Cold Day Perspectives

Like many school districts in the US, we had a "cold day" today. Not nearly as magical as a snow day since it lacked the beautiful white blanket that seems to whisper "stay in bed, don't do anything taxing" to teachers, but the results were the same. A surprise day off to fill at our leisure- either to catch up on work or to catch up on rest. I used the day to catch up on work and spent many hours in the warm school building trying to work through IEP paperwork that I should have completed over br
eak.

The last time we had a day when we were off because it was too cold I was in my second year of teaching. My roommates and I decided the best place we should live as 20 somethings in the big city would be in one of the sketchier parts of DC. It was "up and coming" we told ourselves. (10 years later it still has not "come up"). The house was a gorgeous row house that was over 100 years old with four fire places. In addition to the safety concerns we faced living there we also discovered that once winter hit we had no heat. Our landlords ignored our attempts to contact them, or told us that we were asking too much from a house that old and that we should have known better when we rented it. (The fire places had no flu- when it snowed that winter the snow piled up inside. But a flu was expecting too much).

It was COLD. So cold that if you opened the refrigerator you felt no change between the inside of the fridge and the kitchen. We slept in our gloves, hats and winter coats. We had elaborate routines developed to avoid being home at all except at night. Five blocks away was a coffee shop/bar/Ska concert hall. We'd sit there until closing time, watching the teenage guys in kilts and trying to blend into the background so no one would notice we had been sipping one cup of coffee for three hours and were not a part of the concert crowd. We had colds and sicknesses we couldn't shake. A doctor gave me a long lecture on the need to get heat and take care of myself. I tried to explain the ins and outs of breaking a lease and relying on a landlord but she told me she couldn't treat me if I wasn't committed to staying warm and healthy. (Ten years between that January and this one I can see the doctor's perspective. But at the time, when all my roommates and I were doing were trying to stay warm we'd somehow lost our ability to problem solve and use logic.
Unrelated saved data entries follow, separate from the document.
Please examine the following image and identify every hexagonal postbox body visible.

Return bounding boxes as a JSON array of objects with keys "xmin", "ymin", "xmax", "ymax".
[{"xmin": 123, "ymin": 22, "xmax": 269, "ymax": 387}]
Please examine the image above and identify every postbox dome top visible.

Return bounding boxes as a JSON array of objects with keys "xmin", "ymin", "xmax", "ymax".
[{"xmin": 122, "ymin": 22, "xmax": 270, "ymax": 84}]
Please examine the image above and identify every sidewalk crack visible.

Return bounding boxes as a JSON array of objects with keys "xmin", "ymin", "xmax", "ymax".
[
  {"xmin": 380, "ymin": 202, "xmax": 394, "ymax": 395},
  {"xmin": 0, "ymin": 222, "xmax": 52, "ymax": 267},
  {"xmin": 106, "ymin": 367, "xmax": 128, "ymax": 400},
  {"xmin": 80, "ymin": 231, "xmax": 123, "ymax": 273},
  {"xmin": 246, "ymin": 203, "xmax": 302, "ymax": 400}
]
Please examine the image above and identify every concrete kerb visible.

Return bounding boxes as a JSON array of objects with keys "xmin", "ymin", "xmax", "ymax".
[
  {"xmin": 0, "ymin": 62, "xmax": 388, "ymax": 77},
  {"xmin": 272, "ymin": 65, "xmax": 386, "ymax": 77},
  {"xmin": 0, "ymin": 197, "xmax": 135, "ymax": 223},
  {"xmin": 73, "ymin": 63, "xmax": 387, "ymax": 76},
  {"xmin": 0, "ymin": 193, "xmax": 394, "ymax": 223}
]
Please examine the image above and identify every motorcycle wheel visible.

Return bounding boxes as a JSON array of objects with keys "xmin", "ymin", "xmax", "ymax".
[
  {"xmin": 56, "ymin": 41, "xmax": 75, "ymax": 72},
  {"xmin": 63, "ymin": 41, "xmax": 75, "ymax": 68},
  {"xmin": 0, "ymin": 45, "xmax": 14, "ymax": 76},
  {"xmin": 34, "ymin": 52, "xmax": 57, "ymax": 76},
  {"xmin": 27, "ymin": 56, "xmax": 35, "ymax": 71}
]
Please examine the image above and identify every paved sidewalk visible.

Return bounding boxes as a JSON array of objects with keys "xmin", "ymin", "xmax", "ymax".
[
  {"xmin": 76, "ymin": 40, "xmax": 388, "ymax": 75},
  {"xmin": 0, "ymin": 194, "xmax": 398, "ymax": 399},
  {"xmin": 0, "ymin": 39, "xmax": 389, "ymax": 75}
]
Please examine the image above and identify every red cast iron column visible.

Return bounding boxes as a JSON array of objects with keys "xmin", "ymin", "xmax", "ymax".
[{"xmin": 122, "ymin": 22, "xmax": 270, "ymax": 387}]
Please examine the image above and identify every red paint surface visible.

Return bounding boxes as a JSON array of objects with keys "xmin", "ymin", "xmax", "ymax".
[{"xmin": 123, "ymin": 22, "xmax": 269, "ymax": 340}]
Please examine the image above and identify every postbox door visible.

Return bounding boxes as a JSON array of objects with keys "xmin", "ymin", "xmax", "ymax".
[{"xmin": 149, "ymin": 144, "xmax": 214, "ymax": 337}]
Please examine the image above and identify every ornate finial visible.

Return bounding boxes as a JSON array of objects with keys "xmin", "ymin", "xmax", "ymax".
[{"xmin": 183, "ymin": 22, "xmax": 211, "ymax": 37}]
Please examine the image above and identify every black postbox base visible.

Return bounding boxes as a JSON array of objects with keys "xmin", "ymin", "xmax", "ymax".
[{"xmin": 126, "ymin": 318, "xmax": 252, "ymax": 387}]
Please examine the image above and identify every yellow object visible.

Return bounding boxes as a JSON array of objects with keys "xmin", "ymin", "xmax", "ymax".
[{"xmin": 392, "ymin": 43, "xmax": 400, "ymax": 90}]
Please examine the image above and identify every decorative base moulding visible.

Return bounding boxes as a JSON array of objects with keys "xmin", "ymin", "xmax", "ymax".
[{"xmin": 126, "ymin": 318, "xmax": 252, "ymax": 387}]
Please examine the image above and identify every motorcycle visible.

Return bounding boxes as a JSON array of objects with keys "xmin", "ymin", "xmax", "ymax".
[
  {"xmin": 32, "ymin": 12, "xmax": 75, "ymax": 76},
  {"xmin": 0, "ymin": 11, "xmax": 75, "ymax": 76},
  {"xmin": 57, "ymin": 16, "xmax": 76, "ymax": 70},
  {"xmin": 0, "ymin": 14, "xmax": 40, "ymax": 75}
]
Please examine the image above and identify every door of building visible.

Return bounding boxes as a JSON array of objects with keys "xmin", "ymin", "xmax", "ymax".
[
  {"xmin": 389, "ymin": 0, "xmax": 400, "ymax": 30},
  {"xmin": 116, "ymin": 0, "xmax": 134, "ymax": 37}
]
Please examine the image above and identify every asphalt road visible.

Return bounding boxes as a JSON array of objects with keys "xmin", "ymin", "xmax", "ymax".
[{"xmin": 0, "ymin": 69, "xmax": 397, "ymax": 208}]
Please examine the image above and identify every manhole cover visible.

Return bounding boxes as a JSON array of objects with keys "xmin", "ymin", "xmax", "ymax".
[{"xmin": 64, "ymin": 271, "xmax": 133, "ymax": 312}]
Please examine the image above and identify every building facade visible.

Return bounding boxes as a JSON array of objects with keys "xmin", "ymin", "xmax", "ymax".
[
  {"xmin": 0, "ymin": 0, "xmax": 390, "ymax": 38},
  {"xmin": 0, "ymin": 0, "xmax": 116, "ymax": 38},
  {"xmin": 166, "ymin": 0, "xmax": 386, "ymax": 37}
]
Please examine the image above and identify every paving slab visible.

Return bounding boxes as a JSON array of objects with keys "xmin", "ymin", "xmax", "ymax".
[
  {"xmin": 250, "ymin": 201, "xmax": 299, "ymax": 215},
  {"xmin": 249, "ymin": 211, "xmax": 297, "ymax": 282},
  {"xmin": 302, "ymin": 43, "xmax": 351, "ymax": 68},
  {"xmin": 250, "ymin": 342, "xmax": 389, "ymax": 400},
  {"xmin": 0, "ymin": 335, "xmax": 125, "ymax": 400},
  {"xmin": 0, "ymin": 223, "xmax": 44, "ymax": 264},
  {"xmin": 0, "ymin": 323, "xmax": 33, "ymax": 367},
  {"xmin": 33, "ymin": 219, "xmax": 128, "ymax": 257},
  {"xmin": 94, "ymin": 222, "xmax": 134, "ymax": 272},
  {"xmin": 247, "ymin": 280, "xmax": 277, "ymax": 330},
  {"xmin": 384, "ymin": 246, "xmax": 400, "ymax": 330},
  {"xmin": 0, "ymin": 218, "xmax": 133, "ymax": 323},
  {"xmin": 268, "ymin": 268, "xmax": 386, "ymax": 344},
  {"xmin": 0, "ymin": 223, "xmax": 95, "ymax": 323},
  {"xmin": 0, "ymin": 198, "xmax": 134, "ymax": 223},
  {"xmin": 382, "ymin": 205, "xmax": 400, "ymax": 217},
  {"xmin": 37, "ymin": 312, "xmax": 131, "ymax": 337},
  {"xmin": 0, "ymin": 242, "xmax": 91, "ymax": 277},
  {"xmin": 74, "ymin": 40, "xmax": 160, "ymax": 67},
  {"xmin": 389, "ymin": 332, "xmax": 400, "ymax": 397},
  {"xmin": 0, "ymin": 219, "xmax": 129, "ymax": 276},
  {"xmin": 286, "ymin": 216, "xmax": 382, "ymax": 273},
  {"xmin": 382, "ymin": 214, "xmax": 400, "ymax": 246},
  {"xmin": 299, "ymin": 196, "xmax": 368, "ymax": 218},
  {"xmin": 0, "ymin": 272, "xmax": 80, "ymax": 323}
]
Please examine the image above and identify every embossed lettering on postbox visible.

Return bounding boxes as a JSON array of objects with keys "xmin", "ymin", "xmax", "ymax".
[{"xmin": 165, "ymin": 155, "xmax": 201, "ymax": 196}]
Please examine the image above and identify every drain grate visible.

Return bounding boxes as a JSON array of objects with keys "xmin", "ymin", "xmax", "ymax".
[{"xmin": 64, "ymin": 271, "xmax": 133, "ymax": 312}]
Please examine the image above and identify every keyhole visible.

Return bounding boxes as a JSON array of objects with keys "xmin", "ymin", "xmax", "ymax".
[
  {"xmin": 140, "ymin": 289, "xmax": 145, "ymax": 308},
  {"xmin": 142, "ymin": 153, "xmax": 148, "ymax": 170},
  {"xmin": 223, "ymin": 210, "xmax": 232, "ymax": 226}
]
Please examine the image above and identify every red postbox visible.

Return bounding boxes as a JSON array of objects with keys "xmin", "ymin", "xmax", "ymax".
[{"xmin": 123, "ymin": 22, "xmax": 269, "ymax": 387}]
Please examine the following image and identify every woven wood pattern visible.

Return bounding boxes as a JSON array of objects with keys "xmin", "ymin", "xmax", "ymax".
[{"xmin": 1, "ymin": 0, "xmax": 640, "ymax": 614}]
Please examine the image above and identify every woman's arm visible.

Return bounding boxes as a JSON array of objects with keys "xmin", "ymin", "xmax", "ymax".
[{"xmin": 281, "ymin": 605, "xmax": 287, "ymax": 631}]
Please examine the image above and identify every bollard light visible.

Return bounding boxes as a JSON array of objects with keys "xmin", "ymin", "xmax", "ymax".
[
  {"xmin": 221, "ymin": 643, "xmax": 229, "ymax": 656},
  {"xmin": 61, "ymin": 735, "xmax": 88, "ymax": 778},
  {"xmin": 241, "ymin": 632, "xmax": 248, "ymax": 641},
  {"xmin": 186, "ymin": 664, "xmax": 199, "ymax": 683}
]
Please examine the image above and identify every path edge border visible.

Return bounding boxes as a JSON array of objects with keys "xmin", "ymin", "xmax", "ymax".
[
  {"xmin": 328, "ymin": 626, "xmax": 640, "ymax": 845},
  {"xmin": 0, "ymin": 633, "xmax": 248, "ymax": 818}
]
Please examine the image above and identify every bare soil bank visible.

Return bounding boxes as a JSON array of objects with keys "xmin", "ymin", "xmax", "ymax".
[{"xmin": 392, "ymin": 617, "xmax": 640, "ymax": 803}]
It's amazing how much of your common sense you lose when you are putting so much of your energy into surviving).

You can only imagine the sadness I felt when they closed school one day because it was too cold. Too cold?!? I was too cold in my own house- I had to go to school to stay warm! I needed to go to school that day. For maybe the only time in my career as a teacher I was sad to have a day off. Of course, I had a car and so I was capable of going in to work, driving to coffee shops and finding other warm hiding places to spend the day.

As crazy as that time was, it is an experience I value because it gave me a completely different perspective- a perspective that I imagine many of my children and their families face. What if a day off from school because it's too cold means that you are actually stuck in your house that doesn't have heat? What if it means you won't eat because you rely on school for your breakfast and lunch? Sometimes we forget just what a haven our schools are for our neediest students.

As I sat in my warm office this morning getting my paperwork done in peace and quiet my mind kept wandering back to that beautiful, cold row house and my students who may be in similar situations. I hope that none of my students faced that today, and if they did I hope they were able to find a warm place to go since school was closed. It certainly gave the day off a different perspective.

1 comment:

Anonymous said...

Thank you for this perspective. I had thought that one reason they may have closed the schools was that a lot of the kids may have lacked warm enough clothes to walk to school or stand at the bus stops and would not have had parents able to drive them and/or sit at the stops in warm cars until the possibly late busses showed up. As we can go all winter without it getting ReALLY cold or much snow, if I didn't have much money, it would think winter coats/boots that would last only a year would be low on my list of things to buy. Now I wonder about that decision.